Troskliwy Opiekun i sprawiedliwy Sędzia. Poddanym Chrystusa będzie się powodzić jeszcze lepiej niż poddanym Salomona, o czym świadczy chociażby to, jak skutecznie pokierował on sprawami, gdy jego uczniowie łowili ryby (Łk 5:4-9; por. Jn 21:4-11). Jezus, urodzony w Betlejem (co znaczy „dom chleba”), potrafił nakarmić tysiące ludzi oraz zamienić wodę w szlachetne wino, a przecież było to zaledwie przedsmakiem przyszłej uczty, którą wyprawi dla „wszystkich ludów” jako Władca mesjańskiego Królestwa Bożego (Iz 25:6; por. Łk 14:15). Pod jego rządami nie tylko zniknie ubóstwo i głód, ale także ‛zostanie pochłonięta śmierć’ (Iz 25:7, 8).
Nie ma również najmniejszych wątpliwości co do tego, iż zgodnie z proroctwami mesjańskimi Jezus będzie panował i sądził w sposób sprawiedliwy i nacechowany prawością (Iz 11:3-5; 32:1, 2; 42:1). Okazywał przecież ogromny szacunek dla prawa — zwłaszcza dla ustaw swego Boga i Ojca, ale też dla rozporządzeń „władz zwierzchnich”, czyli świeckich rządów, którym pozwolono działać na ziemi (Rz 13:1; Mt 5:17-19; 22:17-21; Jn 18:36). Nie dał się wciągnąć w wir ówczesnych wydarzeń politycznych, gdy lud próbował go obwołać królem (Jn 6:15; por. Łk 19:11, 12; Dz 1:6-9). Nie przekraczał swoich uprawnień (Łk 12:13, 14). Nikt nie mógł ‛udowodnić mu grzechu’, i to nie tylko dlatego, że urodził się doskonały, lecz także dlatego, że nieustannie dbał o przestrzeganie Słowa Bożego (Jn 8:46, 55). Był przepasany prawością i wiernością (Iz 11:5). Umiłowanie prawości łączył z nienawiścią do zła, obłudy i oszustwa. Oburzali go ludzie żądni władzy i obojętni na cudze cierpienia (Mt 7:21-27; 23:1-8, 25-28; Mk 3:1-5; 12:38-40; por. w. 41-44). ‛Maluczcy i potulni’ mogą zatem nabrać otuchy, gdyż jego panowanie usunie wszelkie formy niesprawiedliwości i ucisku (Iz 11:4; Mt 5:5).

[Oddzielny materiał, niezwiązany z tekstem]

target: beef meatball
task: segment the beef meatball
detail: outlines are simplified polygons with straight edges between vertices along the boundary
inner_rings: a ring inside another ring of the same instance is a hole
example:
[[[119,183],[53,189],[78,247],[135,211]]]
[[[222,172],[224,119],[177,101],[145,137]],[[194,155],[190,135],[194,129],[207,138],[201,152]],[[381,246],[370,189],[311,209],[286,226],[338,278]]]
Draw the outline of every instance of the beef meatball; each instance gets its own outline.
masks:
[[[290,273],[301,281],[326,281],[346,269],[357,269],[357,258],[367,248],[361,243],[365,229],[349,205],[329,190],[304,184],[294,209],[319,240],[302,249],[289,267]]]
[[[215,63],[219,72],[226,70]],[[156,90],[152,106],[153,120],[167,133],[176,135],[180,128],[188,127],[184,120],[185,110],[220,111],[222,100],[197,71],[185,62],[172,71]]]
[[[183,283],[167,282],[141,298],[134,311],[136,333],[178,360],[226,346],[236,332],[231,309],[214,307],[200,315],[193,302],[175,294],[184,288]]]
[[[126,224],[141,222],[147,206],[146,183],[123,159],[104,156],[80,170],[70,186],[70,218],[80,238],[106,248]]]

Jezus dowiódł, że jest gruntownie obeznany z zasadami wyłuszczonymi w prawie Bożym, z jego prawdziwym znaczeniem i celem. Zawsze kładł nacisk na „to, co ważniejsze” — na „sprawiedliwość i miłosierdzie, i wierność” (Mt 12:1-8; 23:23, 24). Nie był stronniczy i nikogo nie faworyzował, choć jednego ze swych uczniów darzył szczególnym uczuciem (Mt 18:1-4; Mk 10:35-44; Jn 13:23; por. 1Pt 1:17). Tuż przed śmiercią na palu męki zatroszczył się o swą matkę, ale cielesne więzy rodzinne nigdy nie były dla niego ważniejsze niż więzy duchowe (Mt 12:46-50; Łk 11:27, 28; Jn 19:26, 27). Poza tym, jak przepowiedziano, nigdy nie rozwiązywał problemów powierzchownie, ‛nie osądzał jedynie na podstawie tego, co się ukazywało jego oczom, ani nie upominał po prostu na podstawie tego, co słyszały jego uszy’ (Iz 11:3; por. Jn 7:24). Potrafił wejrzeć w serce człowieka, poznać jego sposób rozumowania i pobudki (Mt 9:4; Mk 2:6-8; Jn 2:23-25). Stale wsłuchiwał się w Słowo Boże, a w swych działaniach kierował się nie własną wolą, ale wolą Ojca, co jest gwarancją, że ten Sędzia ustanowiony przez Boga zawsze będzie podejmował słuszne i sprawiedliwe decyzje (Iz 11:4; Jn 5:30).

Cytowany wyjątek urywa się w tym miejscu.